Thanks Brandon, the extension was written by Andras Lasso @lassoan as the principal author and maintained by us as a team.
How does someone detect this? I foresee AI models will be like gold in the sense that when you have a gold bar you never know from where it was sourced after melting it
Does someone share this thought?
Yes, people should be very careful about what data they rely on when training their models in order to respect the licensing terms.
This particular term applies specifically to the restricted models for the subtasks that Jakob mentioned. I understand now that you won’t have access to these models unless you specifically request them from the TotalSegmentator site, so it should be clear when this clause is in effect. But people should be aware so they can make appropriate plans if they want to use those restricted models.
3.2 LICENSEE shall not use the results of the use of the SOFTWARE or any IMPROVEMENTS to train an own similar algorithm. For the avoidance of doubt, “results of the use of the SOFTWARE or any IMPROVEMENTS” means any data, information, or insights generated by the SOFTWARE or any IMPROVEMENTS, including but not limited to predictions and segmentations.
Linked from this site: Streamlit
But I also understand now that this term does not apply to the free models available in v1 and v2 of TotalSegmentator.
NOTE: just to empathize this thought I had is not intended for any AI project/researcher in particular, here is the same post from 2 months ago in my LinkedIn
It may be difficult to trace the origin of a trained AI model using technical means. However, there are legal ways to make it very difficult for someone for taking advantage of inappropriately obtained goods (gold, source code, data, etc). Therefore, licensing restrictions can provide meaningful protection.
A post was split to a new topic: Problem running TotalSegmentator in Slicer-5.4
A post was split to a new topic: Failed to get TotalSegmentator package version on macOS
TotalSegmentator v2 can run using version 5.4.0?
TotalSegmentator v2 requires Slicer-5.5.0 - rev32251 or later, as Python packages bundled with Slicer-5.4.0 are too old, which would make installation of the required Python packages too complicated.
We may update Python packages in the Slicer-5.4.1 patch release in a couple of weeks.

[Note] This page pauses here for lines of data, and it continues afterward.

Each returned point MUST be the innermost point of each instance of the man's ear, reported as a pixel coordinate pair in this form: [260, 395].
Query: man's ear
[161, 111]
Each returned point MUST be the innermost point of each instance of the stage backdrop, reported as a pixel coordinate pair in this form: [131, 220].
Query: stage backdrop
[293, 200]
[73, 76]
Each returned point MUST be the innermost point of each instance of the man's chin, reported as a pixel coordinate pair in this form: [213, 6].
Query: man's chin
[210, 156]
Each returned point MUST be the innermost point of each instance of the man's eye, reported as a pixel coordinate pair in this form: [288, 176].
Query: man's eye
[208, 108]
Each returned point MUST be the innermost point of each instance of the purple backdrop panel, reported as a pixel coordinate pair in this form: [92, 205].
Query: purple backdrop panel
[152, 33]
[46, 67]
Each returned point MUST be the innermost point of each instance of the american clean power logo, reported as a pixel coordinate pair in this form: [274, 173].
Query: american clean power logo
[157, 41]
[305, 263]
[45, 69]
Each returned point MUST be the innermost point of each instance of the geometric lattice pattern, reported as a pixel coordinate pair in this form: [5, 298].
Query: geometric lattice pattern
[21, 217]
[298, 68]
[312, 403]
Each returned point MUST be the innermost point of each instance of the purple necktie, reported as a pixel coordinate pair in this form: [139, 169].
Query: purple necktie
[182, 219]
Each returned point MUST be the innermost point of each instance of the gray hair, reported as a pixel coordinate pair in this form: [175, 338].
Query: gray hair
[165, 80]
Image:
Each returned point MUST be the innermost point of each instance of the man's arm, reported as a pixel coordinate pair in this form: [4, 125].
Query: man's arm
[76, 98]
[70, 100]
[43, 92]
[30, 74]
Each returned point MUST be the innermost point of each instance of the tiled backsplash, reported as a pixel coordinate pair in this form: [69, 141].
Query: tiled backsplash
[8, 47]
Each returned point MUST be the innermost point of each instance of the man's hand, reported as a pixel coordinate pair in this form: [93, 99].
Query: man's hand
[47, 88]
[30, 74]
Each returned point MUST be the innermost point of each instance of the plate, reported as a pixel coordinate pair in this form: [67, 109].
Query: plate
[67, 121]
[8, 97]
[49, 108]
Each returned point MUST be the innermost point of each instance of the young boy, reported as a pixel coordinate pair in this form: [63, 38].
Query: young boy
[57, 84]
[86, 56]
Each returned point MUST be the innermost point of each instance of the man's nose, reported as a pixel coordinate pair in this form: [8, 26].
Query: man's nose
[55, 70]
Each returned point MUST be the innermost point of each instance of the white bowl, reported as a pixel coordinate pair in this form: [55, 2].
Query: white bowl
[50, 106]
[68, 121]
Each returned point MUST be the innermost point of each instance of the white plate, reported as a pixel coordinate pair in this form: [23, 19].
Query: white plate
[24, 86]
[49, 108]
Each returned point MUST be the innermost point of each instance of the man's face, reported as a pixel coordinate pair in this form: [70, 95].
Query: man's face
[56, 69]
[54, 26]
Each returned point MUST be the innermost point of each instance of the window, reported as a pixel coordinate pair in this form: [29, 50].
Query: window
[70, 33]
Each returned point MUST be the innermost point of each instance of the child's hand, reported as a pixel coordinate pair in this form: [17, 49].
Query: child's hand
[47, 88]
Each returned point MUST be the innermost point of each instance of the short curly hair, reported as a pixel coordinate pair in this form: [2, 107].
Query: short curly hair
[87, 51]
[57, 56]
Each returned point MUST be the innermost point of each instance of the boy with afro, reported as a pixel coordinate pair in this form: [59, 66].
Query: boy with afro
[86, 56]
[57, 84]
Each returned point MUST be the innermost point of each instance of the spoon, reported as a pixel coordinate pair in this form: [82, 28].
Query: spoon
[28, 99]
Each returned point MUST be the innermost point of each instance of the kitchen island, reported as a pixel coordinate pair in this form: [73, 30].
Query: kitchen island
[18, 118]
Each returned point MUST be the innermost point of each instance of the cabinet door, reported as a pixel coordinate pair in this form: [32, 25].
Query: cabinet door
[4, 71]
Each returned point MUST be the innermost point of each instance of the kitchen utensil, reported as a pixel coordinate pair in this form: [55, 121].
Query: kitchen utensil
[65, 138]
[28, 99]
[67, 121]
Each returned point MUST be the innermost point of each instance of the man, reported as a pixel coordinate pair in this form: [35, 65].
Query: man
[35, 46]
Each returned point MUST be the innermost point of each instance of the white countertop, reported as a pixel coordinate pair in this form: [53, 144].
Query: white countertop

If that happens then we’ll switch to TotalSegmentator v2.
Nice! This updated version looks great
it looks amazing !!!
is it available or not yet?
If you install 3d Slicer 5.5.0 (preview) and the TotalSegmentator extenson it is available already.
Thanks so much ! But i have this type of results, not so smooth … somebody had the solution ? thanks
You seem to work in CPU mode, where the volumes are downsampled for the segmentation. Invest in a CUDA-enabled GPU to get better results. You could also smooth your segmentations in the segment editor.
Yess i’m actually work with a macbook pro m2 pro.
Apple hardware has no CUDA-enabled GPU unfortunately.
Apple has some hardware acceleration that PyTorch may be able to utilize, so it is worth trying the full-quality mode (disable “fast” option) and see what segmentation quality you can get and with what computation time.
If you don’t want to invest into buying a computer that has a CUDA-capable GPU then you can rent a GPU-equipped virtual machine from Amazon/Microsoft/Google and install&run Slicer there.
If you are a researcher funded by the US government, it is rather easy to get access to a VM desktop with GPU via ACCESS allocation - quite a few of us in the IDC team have been using those VMs exactly for the purpose of testing/using Slicer functionality that requires GPU: ACCESS allocations - IDC User Guide.